At the International AIDS Society’s annual conference in Paris last month, a lot of new information was announced from various organizations regarding treatment and prevention of HIV. One such organization, SEARCH (Sustainable East Africa Research in Community Health), released findings from their study about PrEP use when it was offered to those assessed as “high risk” in various communities throughout Kenya and Uganda.
SEARCH began offering PrEP to this high-risk group after the World Health Organization recommended it for all populations at risk of HIV in November 2015, according to NAM AIDSMap. The “risk score” is determined by an algorithm that includes factors such as age, gender, marital status, education, occupation, circumcision in men, alcohol use and whether people are polygamous.
“[The risk score assessment] was developed primarily as a research tool to assess HIV infection risk,” presenter James Ayieko explained, “rather than to set criteria for PrEP. It’s therefore quite conservative and almost designed to minimize the number of people we offer PrEP to — those we do offer it to are genuinely at very high risk.” It was also then decided to allow people to self-refer and discuss whether they needed PrEP, even if their risk seemed lower than that suggested by the algorithm.

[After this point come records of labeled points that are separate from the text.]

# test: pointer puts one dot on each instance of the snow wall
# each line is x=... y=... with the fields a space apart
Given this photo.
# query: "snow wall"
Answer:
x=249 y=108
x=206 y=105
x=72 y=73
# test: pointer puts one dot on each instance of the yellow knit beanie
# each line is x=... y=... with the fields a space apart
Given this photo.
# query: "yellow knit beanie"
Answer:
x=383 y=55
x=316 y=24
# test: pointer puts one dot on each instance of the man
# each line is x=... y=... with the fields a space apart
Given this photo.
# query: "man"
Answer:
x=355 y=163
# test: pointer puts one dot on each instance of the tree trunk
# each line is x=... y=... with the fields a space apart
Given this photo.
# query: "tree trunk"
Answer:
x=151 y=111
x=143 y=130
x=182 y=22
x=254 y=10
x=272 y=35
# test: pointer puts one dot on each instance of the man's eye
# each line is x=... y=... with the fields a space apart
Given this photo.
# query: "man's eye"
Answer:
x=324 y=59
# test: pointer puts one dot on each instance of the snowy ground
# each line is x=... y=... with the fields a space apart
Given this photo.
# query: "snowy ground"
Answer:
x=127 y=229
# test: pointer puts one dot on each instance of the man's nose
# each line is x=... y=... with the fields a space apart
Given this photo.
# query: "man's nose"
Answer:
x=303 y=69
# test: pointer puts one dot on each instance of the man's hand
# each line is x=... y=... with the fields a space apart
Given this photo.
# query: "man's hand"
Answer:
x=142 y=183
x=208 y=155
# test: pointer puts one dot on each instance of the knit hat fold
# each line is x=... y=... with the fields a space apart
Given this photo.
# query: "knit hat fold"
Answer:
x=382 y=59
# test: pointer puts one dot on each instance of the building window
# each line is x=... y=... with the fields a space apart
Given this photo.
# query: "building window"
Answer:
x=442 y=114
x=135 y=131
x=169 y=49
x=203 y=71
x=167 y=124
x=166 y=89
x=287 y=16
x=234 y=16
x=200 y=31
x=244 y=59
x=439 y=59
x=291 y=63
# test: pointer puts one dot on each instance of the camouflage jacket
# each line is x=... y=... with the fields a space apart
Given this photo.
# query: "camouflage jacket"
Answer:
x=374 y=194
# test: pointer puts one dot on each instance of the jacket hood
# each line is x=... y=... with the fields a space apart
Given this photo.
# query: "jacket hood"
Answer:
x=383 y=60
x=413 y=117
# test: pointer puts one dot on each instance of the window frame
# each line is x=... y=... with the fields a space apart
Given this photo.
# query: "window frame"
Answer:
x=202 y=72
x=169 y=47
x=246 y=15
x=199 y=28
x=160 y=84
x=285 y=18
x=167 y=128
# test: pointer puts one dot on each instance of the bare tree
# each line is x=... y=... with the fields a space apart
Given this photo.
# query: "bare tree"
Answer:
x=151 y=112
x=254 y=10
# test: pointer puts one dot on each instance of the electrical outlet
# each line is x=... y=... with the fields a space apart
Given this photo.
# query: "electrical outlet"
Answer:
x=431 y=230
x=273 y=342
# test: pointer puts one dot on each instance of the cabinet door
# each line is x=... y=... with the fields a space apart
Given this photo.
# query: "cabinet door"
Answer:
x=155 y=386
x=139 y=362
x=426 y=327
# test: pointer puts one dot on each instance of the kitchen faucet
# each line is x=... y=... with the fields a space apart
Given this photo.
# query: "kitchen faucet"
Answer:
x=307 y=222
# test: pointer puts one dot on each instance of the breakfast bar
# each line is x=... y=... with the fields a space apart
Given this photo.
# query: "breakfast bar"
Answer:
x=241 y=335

The study found that the people who self-referred were much more likely to adhere to taking PrEP than those in the high-risk group. Among the high-risk people, only 11 percent started PrEP within 30 days of being offered it. However, people who fell outside the risk score criteria but had the chance to request PrEP themselves, nearly 40 percent started PrEP within 30 days (although there were much fewer people in this group).
Factors identified as barriers to PrEP were identified through interviews with 42 people who decided not to start PrEP and 63 other community members. Out of a large number of barriers, one factor that stood out for the researchers was that interviewees said would prefer to be able to take PrEP on-demand rather than daily. Several different women in the study spontaneously brought up the idea of preferring periodic injections, which is what they are more used to in the context of contraception. Another barrier mentioned by young people was the assumption that parental consent would be needed for them to start.
Ayieko said the findings were somewhat “disappointing,” however the study does show that population-based PrEP delivery and uptake is feasible and acceptable in “real-life” rural African settings.